A experiência dos dois executivos também marca uma mudança de perfil na liderança da Apple. Cook construiu sua trajetória principalmente em operações, logística e cadeia de suprimentos, enquanto Ternus é engenheiro e passou cerca de 25 anos trabalhando no desenvolvimento dos principais dispositivos da empresa.
O desafio de competir na IA
O avanço da IA coloca pressão adicional sobre essa transição. De acordo com a Fortune, embora seja possível imaginar que o principal desafio de Ternus será adaptar os produtos da Apple à IA, a questão pode ser mais ampla e envolver mudanças no próprio ecossistema e na cultura da empresa.
A questão está relacionada ao chamado “dilema do inovador”, conceito criado pelo professor da Harvard Business School Clay Christensen. Empresas bem-sucedidas tendem a concentrar esforços nos produtos mais lucrativos e podem acabar deixando de lado inovações capazes de ameaçar seus negócios tradicionais. No caso da Apple, o risco seria manter o foco em um mercado no qual já possui uma posição dominante enquanto concorrentes avançam em novas formas de interação com a tecnologia.

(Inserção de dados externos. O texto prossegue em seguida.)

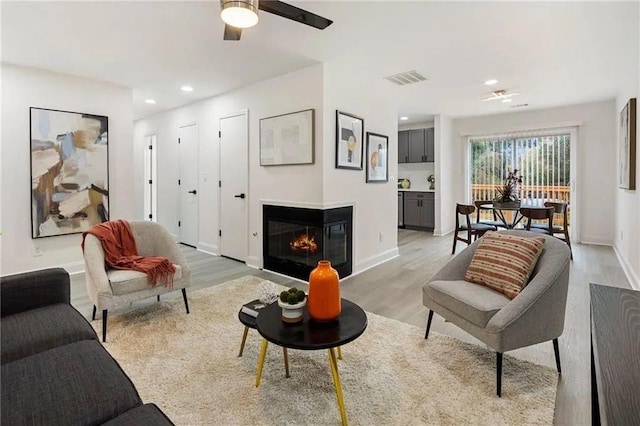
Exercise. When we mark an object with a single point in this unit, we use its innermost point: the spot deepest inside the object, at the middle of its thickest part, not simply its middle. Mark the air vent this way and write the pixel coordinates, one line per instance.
(405, 78)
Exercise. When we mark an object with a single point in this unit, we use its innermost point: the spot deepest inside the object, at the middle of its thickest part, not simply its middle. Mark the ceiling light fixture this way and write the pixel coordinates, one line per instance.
(500, 94)
(239, 13)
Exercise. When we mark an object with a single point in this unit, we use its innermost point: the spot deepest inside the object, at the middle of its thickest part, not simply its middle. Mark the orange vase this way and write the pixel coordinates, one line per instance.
(324, 302)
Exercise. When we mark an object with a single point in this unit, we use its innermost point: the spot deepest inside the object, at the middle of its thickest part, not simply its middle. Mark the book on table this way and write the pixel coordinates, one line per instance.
(252, 308)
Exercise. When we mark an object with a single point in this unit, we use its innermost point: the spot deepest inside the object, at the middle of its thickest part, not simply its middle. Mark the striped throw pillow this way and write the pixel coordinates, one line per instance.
(504, 262)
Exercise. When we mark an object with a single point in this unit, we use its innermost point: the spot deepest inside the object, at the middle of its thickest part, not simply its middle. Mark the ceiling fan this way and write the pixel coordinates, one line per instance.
(239, 14)
(500, 94)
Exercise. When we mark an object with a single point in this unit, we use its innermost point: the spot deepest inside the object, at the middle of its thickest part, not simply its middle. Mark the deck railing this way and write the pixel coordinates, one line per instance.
(547, 193)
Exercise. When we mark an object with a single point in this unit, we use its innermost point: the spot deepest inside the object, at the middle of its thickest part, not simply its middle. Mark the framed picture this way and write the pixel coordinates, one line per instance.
(287, 139)
(69, 171)
(349, 141)
(377, 158)
(627, 147)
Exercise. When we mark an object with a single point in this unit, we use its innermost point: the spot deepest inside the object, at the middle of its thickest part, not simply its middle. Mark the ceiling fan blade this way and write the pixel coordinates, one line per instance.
(232, 33)
(294, 13)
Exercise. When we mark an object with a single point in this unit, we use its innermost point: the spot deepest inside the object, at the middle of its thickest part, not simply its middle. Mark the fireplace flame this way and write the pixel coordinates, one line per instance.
(304, 244)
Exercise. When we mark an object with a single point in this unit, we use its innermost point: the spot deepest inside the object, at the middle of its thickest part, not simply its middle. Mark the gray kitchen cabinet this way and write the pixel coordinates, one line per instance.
(419, 210)
(429, 211)
(403, 146)
(416, 146)
(430, 145)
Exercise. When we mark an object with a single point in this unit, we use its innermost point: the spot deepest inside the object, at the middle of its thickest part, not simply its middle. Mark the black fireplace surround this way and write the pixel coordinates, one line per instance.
(295, 239)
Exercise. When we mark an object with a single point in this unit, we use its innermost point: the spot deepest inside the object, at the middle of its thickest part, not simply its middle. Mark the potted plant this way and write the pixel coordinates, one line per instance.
(292, 302)
(508, 192)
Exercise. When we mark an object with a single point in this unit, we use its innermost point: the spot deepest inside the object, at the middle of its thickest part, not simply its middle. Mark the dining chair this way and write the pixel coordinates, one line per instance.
(471, 228)
(561, 209)
(495, 222)
(538, 213)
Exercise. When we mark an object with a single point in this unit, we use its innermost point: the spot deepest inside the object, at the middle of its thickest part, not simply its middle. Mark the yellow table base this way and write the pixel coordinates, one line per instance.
(333, 363)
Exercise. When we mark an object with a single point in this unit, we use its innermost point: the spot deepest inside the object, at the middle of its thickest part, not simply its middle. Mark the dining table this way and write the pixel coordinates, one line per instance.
(512, 209)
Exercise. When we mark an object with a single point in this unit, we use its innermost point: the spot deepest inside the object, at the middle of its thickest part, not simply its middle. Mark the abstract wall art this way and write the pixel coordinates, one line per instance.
(69, 171)
(377, 155)
(349, 141)
(287, 139)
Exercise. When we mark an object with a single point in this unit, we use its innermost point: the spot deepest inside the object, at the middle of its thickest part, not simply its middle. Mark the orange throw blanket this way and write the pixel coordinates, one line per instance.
(121, 253)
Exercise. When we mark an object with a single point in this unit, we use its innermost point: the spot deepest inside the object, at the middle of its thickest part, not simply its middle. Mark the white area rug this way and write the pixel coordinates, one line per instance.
(188, 366)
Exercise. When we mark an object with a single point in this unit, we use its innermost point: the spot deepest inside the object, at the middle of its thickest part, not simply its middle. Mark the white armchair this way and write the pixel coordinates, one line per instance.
(113, 288)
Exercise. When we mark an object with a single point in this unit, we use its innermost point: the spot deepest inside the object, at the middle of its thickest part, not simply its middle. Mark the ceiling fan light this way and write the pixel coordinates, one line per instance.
(239, 13)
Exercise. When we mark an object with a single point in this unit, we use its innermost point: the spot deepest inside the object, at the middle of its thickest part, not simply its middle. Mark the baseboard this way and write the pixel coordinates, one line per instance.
(596, 241)
(254, 262)
(626, 267)
(372, 261)
(207, 248)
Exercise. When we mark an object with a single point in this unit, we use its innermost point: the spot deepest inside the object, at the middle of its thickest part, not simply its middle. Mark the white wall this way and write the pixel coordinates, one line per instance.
(446, 169)
(301, 184)
(627, 203)
(376, 204)
(596, 163)
(316, 186)
(26, 87)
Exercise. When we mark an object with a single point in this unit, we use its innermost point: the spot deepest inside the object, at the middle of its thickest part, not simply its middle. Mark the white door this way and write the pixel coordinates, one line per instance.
(188, 185)
(150, 199)
(234, 142)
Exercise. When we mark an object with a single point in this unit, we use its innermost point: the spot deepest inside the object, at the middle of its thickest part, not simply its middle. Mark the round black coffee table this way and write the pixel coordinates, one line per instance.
(311, 335)
(250, 322)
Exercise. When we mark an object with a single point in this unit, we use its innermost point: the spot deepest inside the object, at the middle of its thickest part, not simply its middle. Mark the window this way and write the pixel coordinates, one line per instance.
(543, 159)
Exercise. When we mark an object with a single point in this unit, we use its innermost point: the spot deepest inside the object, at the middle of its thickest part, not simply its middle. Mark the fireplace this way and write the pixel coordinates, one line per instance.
(295, 239)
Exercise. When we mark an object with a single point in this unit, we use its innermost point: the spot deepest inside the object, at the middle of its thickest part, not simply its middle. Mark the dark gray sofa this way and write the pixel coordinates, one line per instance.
(54, 369)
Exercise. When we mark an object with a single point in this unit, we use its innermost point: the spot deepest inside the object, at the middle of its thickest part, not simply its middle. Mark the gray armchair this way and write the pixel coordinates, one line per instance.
(536, 315)
(112, 288)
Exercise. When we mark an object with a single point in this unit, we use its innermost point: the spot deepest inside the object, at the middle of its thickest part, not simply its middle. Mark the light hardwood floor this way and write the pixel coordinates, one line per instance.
(394, 290)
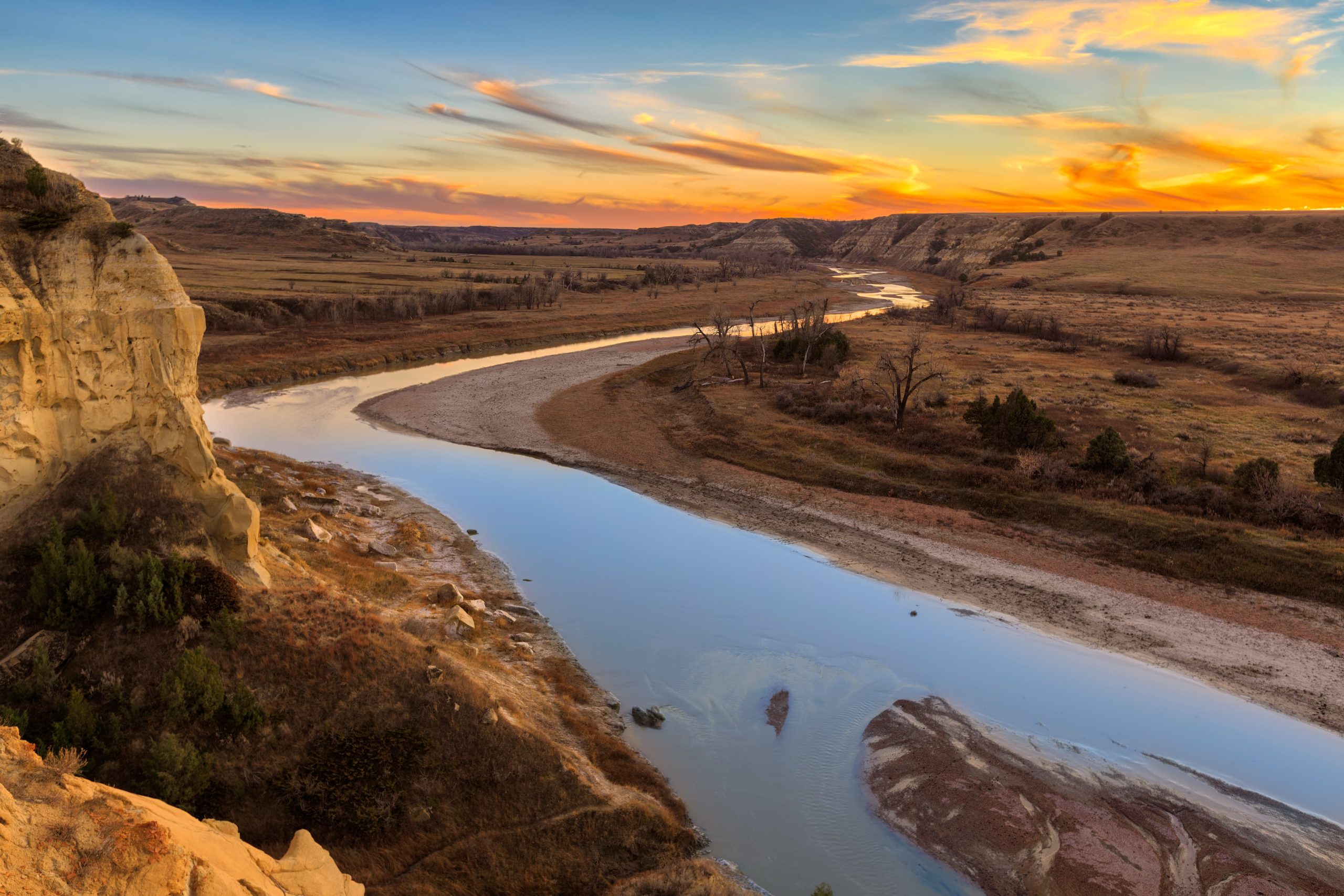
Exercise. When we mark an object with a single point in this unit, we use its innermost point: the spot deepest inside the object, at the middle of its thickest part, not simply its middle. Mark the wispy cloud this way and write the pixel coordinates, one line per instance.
(1037, 121)
(276, 92)
(533, 102)
(11, 117)
(457, 114)
(1050, 33)
(752, 154)
(586, 156)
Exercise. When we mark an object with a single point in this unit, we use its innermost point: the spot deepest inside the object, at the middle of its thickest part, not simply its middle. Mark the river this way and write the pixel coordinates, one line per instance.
(707, 621)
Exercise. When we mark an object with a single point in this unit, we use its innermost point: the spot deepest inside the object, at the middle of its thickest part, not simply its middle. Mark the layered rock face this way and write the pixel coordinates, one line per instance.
(99, 347)
(62, 835)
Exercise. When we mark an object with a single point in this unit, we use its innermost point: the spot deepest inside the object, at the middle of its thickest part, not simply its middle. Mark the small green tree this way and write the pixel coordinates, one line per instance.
(1107, 453)
(38, 183)
(65, 586)
(194, 688)
(1256, 477)
(175, 772)
(1330, 468)
(1012, 424)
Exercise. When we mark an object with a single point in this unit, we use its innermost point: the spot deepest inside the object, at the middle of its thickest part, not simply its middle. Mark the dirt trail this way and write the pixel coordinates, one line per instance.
(1283, 653)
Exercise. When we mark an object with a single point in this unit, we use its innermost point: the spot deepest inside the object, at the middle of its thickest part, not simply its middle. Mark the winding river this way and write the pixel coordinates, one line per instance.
(707, 621)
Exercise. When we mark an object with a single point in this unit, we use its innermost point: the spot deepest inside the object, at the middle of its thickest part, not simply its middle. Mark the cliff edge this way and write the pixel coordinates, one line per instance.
(65, 835)
(99, 347)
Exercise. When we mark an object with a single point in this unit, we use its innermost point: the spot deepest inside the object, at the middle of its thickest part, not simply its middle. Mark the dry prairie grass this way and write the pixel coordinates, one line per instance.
(1241, 410)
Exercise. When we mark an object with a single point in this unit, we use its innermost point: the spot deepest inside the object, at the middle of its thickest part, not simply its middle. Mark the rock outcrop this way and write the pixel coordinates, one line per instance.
(99, 349)
(62, 835)
(1022, 823)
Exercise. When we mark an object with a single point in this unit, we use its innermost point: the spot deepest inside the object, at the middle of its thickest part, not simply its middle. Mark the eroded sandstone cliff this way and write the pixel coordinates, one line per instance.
(64, 835)
(99, 347)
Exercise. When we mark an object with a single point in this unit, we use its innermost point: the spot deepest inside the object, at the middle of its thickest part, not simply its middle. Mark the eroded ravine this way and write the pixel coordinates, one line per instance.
(664, 608)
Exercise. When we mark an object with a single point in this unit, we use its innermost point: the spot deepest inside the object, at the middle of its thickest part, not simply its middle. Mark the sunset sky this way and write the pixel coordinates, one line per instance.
(624, 114)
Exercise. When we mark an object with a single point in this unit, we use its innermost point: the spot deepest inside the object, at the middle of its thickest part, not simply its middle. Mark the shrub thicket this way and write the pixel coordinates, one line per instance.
(1108, 453)
(1256, 477)
(194, 688)
(1330, 468)
(1012, 424)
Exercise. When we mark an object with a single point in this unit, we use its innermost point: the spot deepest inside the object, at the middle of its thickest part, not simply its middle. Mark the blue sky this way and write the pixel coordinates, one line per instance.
(623, 114)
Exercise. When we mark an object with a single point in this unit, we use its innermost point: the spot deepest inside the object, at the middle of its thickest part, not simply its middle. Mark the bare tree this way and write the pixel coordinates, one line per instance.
(759, 338)
(719, 342)
(898, 375)
(814, 328)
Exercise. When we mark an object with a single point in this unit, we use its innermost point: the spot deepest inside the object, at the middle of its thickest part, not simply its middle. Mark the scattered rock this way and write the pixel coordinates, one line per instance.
(188, 629)
(777, 711)
(651, 718)
(316, 532)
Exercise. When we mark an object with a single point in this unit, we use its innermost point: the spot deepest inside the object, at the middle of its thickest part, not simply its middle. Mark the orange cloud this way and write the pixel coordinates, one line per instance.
(1053, 33)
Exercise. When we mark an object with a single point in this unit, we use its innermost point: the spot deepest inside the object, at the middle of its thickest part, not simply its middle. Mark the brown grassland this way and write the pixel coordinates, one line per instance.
(299, 350)
(1254, 387)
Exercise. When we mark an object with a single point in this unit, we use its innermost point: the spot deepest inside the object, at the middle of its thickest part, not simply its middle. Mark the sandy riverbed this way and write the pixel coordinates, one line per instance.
(1278, 652)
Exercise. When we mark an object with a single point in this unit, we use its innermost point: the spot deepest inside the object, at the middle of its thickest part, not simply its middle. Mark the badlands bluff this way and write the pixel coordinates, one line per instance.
(65, 835)
(99, 349)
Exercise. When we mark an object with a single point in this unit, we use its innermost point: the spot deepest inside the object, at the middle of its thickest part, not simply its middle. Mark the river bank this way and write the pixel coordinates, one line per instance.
(1269, 649)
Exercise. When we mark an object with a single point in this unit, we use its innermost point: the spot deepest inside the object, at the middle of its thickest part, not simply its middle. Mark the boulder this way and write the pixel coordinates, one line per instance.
(316, 532)
(18, 662)
(449, 593)
(460, 620)
(651, 718)
(100, 351)
(307, 870)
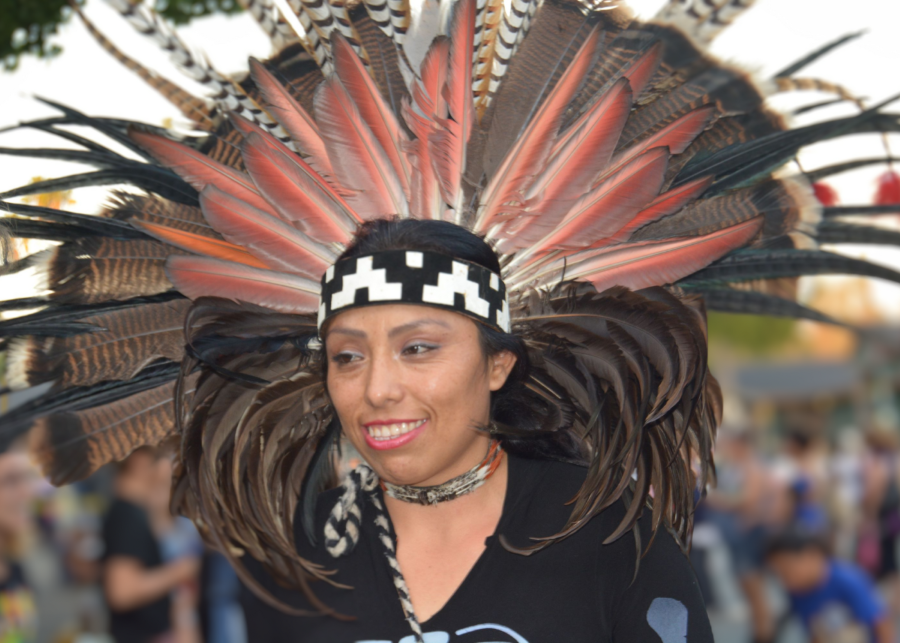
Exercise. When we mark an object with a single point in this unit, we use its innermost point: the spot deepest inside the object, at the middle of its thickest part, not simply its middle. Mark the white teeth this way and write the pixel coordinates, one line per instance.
(389, 431)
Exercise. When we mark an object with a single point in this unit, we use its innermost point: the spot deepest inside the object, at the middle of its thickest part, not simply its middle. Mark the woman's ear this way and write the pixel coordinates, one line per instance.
(500, 365)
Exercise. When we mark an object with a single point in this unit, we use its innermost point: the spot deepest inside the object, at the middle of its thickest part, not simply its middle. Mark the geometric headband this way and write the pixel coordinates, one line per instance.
(415, 277)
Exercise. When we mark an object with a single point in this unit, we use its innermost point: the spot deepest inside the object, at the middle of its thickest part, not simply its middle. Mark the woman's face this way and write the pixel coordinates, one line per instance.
(411, 385)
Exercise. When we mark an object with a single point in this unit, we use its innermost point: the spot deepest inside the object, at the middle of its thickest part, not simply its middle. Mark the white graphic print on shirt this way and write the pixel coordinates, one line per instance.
(444, 637)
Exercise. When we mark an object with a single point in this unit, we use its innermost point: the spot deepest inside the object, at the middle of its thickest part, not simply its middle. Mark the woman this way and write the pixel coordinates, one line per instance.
(419, 390)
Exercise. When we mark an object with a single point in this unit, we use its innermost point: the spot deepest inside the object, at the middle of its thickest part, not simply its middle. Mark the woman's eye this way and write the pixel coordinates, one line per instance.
(418, 349)
(344, 358)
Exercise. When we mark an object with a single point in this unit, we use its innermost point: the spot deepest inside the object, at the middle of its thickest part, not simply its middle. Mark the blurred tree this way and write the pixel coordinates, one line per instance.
(750, 334)
(26, 26)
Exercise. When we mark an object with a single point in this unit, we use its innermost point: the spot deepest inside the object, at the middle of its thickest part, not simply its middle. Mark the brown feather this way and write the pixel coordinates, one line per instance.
(71, 446)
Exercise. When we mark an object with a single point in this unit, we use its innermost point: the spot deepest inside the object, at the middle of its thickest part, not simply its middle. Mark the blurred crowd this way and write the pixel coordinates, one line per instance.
(810, 528)
(797, 541)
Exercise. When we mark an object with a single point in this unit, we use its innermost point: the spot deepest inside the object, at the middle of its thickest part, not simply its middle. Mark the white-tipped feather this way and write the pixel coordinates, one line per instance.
(223, 89)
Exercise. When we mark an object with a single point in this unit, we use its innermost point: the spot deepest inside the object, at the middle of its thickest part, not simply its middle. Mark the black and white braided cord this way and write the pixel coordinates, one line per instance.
(343, 525)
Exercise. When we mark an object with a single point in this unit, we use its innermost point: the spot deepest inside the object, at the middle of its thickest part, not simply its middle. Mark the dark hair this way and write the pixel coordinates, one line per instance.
(514, 409)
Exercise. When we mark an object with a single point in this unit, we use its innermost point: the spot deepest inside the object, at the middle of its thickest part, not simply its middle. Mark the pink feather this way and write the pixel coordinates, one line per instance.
(570, 173)
(293, 118)
(638, 75)
(531, 150)
(297, 193)
(676, 135)
(281, 246)
(202, 277)
(662, 206)
(447, 145)
(356, 155)
(428, 104)
(373, 109)
(652, 263)
(610, 206)
(199, 170)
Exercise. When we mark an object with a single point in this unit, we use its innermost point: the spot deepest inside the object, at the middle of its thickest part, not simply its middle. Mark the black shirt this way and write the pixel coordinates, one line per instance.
(126, 532)
(577, 590)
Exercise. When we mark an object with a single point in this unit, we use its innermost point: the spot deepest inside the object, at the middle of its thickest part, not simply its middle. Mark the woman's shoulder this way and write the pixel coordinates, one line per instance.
(544, 494)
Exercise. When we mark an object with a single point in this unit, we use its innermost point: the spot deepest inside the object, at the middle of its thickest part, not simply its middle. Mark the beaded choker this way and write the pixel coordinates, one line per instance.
(458, 486)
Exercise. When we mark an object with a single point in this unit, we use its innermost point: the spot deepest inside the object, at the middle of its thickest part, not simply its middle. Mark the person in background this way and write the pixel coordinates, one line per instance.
(18, 617)
(740, 507)
(137, 583)
(809, 481)
(880, 528)
(178, 540)
(836, 601)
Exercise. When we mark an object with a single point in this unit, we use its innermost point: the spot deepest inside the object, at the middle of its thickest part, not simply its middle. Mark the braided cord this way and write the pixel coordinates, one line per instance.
(342, 532)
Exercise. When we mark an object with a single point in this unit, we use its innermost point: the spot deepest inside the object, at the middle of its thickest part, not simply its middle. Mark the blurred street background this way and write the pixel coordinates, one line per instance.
(810, 443)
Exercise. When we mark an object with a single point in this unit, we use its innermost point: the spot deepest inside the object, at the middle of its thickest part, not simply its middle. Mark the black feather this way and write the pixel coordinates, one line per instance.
(319, 470)
(748, 302)
(830, 231)
(861, 210)
(792, 69)
(76, 398)
(839, 168)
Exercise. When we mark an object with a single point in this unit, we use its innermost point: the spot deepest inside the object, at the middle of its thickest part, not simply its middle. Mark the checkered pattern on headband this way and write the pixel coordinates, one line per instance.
(415, 277)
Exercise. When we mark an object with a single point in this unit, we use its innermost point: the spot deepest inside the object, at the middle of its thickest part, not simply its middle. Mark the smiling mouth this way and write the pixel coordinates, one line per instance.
(385, 432)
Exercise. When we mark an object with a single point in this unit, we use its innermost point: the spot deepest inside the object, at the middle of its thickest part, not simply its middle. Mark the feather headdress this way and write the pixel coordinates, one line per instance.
(627, 178)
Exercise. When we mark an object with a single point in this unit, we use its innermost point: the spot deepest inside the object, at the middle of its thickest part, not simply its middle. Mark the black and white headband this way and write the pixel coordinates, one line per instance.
(415, 277)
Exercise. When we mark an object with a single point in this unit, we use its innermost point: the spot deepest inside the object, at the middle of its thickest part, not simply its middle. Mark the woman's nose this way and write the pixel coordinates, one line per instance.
(384, 385)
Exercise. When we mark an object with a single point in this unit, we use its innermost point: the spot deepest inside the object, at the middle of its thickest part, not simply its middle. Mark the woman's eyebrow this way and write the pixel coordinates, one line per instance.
(352, 332)
(397, 330)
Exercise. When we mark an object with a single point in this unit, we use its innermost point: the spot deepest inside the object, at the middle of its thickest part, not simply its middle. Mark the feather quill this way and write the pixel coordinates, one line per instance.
(296, 192)
(447, 145)
(357, 156)
(199, 170)
(531, 149)
(293, 118)
(279, 245)
(653, 263)
(372, 107)
(204, 277)
(199, 244)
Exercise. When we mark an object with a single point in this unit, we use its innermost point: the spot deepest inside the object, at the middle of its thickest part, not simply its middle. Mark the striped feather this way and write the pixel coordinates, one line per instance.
(71, 446)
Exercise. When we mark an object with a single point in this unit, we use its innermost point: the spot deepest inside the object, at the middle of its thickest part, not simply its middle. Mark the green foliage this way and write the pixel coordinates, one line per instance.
(750, 333)
(26, 26)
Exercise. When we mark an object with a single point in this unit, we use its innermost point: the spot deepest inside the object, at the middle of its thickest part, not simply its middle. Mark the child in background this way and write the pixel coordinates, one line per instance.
(836, 601)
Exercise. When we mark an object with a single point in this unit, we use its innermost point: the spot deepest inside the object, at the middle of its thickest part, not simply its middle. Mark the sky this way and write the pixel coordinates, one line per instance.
(773, 34)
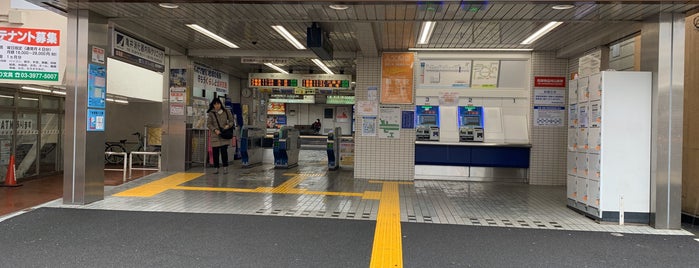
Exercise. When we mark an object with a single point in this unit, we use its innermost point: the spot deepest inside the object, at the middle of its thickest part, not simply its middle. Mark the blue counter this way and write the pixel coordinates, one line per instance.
(474, 154)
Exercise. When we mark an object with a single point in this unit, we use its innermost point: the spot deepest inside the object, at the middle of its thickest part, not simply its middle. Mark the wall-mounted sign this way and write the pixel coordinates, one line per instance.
(29, 54)
(210, 80)
(549, 81)
(137, 52)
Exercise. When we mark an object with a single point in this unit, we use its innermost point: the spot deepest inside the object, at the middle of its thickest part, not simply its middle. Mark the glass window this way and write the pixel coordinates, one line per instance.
(50, 102)
(28, 100)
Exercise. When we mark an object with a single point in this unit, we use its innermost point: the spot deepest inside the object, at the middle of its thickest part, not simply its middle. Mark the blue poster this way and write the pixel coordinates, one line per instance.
(408, 120)
(96, 86)
(95, 120)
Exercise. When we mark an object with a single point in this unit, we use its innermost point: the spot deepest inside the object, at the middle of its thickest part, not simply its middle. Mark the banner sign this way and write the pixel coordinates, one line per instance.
(29, 54)
(137, 52)
(210, 80)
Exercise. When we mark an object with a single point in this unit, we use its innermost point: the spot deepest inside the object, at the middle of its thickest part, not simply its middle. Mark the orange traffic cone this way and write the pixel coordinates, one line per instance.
(10, 180)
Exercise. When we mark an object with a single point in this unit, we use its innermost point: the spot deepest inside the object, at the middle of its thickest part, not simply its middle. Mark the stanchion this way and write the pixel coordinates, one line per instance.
(10, 180)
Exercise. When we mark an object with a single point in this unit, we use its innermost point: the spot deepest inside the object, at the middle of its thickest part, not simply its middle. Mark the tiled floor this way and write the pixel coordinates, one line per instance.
(317, 192)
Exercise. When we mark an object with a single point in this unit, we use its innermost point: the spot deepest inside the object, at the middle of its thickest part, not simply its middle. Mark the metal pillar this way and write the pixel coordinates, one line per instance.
(83, 154)
(662, 52)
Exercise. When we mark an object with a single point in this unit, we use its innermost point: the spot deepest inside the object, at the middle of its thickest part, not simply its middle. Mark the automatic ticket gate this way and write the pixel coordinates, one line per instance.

A Apple controla cerca de um quinto do mercado global de smartphones e quase dois terços do segmento premium, formado por aparelhos que custam mais de US$ 600. Ao mesmo tempo, a revista observa que os assistentes de IA mais populares estão ligados a empresas como Google e OpenAI, e não à Apple.
A transição, portanto, colocará Ternus diante de uma decisão que vai além do lançamento de novos aparelhos. O novo CEO terá de determinar se a Apple será capaz de usar sua posição no mercado de dispositivos para construir uma estratégia competitiva em IA ou se a força de seus produtos atuais poderá dificultar mudanças mais profundas.